Abriendo la verja del huerto, la señora Flanders se dirigió a la cima de la colina de Dods, llevando a John de la mano. Archer y Jacob corrían delante o se quedaban rezagados; pero estaban en la fortaleza romana cuando ella llegó, y gritaban qué barcos se veían en la bahía. La vista era magnífica: los páramos detrás, el mar delante y todo Scarborough, de un extremo a otro, plano como un rompecabezas. La señora Flanders, que estaba cada vez más robusta, se sentó en la fortaleza y miró a su alrededor.

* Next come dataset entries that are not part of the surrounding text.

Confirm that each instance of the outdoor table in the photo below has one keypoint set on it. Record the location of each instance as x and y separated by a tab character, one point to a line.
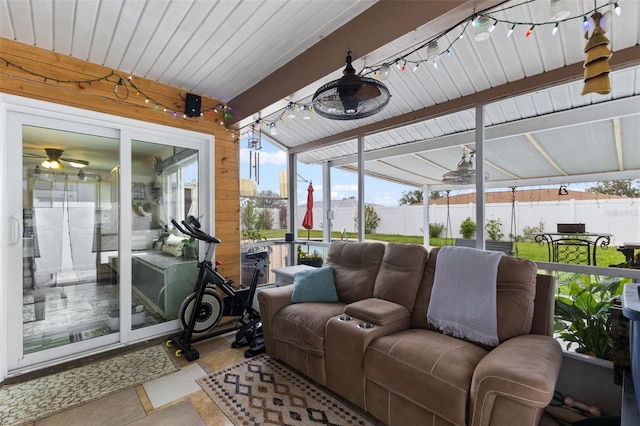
632	260
577	248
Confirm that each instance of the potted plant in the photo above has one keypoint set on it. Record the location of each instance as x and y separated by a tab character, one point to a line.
582	312
190	248
312	259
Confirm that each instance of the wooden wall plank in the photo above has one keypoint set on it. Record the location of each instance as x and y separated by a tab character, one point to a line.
100	96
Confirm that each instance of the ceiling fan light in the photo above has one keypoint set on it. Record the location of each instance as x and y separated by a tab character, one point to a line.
78	164
351	96
52	164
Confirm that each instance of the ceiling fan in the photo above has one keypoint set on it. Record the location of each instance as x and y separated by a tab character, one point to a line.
465	174
53	159
351	96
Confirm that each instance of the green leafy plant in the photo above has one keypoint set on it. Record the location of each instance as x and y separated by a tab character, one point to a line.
435	229
467	228
493	229
314	258
582	312
371	219
190	248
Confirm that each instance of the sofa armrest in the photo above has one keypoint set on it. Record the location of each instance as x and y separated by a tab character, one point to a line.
515	381
377	311
271	300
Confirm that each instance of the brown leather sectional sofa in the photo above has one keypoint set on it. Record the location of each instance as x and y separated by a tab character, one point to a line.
401	369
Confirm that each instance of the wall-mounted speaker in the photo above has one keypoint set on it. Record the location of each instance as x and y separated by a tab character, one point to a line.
193	105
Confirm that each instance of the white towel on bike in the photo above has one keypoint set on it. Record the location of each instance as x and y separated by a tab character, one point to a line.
463	298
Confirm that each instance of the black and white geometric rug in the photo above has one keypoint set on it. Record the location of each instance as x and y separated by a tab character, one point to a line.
261	391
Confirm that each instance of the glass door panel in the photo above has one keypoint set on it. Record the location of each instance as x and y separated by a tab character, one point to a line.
164	186
70	234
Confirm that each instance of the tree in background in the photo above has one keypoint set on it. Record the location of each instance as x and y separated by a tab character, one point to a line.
624	188
248	215
265	219
267	199
371	219
411	197
282	215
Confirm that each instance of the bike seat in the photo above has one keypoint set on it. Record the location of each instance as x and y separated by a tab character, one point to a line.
258	255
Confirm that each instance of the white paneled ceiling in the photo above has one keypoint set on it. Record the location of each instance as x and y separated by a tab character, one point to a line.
260	55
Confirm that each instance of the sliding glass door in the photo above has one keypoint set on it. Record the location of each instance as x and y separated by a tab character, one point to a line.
68	290
93	259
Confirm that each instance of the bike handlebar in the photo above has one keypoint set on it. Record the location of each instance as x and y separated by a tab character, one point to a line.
195	231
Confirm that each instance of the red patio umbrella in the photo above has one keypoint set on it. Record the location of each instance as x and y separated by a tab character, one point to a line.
307	222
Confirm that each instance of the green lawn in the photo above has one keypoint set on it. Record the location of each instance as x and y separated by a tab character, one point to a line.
528	250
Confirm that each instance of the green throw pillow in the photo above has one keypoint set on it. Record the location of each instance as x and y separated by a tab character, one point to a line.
314	285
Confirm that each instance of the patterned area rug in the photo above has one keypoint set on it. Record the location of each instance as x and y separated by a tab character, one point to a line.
29	401
261	391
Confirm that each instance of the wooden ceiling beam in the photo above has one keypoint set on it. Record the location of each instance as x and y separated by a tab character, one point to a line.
381	25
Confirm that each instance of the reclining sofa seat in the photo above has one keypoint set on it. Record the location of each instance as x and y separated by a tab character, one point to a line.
402	370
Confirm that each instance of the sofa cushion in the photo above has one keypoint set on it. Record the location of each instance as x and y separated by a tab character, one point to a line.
430	369
303	325
376	311
400	273
314	285
355	266
514	300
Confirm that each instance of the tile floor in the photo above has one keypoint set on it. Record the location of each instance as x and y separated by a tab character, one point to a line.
170	400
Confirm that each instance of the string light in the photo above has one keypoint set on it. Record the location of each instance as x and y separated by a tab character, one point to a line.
529	31
381	72
120	88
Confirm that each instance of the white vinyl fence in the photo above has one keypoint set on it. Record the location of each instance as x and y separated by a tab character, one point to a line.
618	217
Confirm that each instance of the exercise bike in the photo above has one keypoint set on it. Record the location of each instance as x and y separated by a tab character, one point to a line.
203	309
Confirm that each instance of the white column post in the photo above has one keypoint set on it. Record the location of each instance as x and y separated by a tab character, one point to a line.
425	215
361	188
326	202
480	176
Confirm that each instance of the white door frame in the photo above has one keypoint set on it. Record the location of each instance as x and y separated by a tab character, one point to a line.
15	111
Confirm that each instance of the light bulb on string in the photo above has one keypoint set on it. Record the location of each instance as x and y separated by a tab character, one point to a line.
529	31
384	71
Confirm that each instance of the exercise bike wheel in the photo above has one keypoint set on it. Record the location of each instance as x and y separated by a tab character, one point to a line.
209	311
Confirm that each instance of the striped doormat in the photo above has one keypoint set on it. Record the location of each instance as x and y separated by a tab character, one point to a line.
35	399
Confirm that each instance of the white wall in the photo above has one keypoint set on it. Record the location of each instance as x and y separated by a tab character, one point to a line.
618	217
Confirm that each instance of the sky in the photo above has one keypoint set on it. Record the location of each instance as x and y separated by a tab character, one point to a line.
343	184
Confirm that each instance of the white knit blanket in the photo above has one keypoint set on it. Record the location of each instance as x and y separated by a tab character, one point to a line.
463	298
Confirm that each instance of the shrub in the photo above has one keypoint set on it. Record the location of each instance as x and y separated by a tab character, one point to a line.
435	229
467	228
528	231
371	219
493	229
265	219
582	312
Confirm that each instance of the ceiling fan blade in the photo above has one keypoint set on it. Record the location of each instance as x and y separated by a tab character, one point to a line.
71	160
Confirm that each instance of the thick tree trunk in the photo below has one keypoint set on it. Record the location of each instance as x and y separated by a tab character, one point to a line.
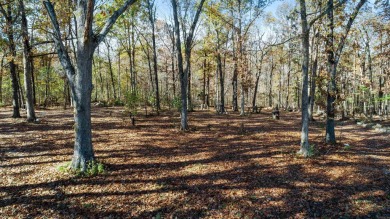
27	61
81	91
270	101
332	90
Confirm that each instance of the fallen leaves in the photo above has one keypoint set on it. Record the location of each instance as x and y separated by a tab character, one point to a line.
213	171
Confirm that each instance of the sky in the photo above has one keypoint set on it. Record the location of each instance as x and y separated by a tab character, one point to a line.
164	8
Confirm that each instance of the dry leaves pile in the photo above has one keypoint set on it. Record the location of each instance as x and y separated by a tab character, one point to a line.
220	169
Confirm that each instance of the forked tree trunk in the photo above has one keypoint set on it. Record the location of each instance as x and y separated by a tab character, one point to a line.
80	73
82	90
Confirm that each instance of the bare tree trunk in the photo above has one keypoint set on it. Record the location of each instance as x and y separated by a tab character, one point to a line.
221	83
80	73
152	18
110	69
305	147
11	63
1	79
313	83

Debería haber conocido toda la gama de cambios de la vista; su aspecto invernal, primaveral, estival y otoñal; cómo las tormentas llegaban desde el mar; cómo los páramos se estremecían y se iluminaban al pasar las nubes; debería haber observado la mancha roja donde se construían las villas; y el entrecruzamiento de líneas donde se cortaban las parcelas; y el destello de diamante de las casitas de cristal al sol. O, si se le escapaban detalles como éstos, podría haber dejado que su imaginación jugara con el tinte dorado del mar al atardecer, y pensar cómo se deslizaba en monedas de oro sobre la orilla. Pequeñas embarcaciones de recreo se adentraban en él; el brazo negro del muelle lo acumulaba. Toda la ciudad era rosa y dorada, abovedada, envuelta en niebla, resonante, estridente. Los banjos rasgueaban; el desfile olía a alquitrán que se pegaba a los talones; de repente, las cabras hacían cabriolas con sus carruajes entre la multitud. Se observó lo bien que la Corporación había colocado los parterres. A veces volaba un sombrero de paja. Los tulipanes se quemaban en el sol. Numerosos pantalones de esponja se extendían en hileras. Gorros morados adornaban rostros suaves, rosados y quejumbrosos en las almohadas de los sillones de baño. Hombres con batas blancas llevaban sobre ruedas vallas publicitarias triangulares. El capitán George Boase había capturado un tiburón monstruoso. Uno de los lados de la valla triangular lo decía en letras rojas, azules y amarillas; y cada línea terminaba con tres notas de exclamación de distinto color.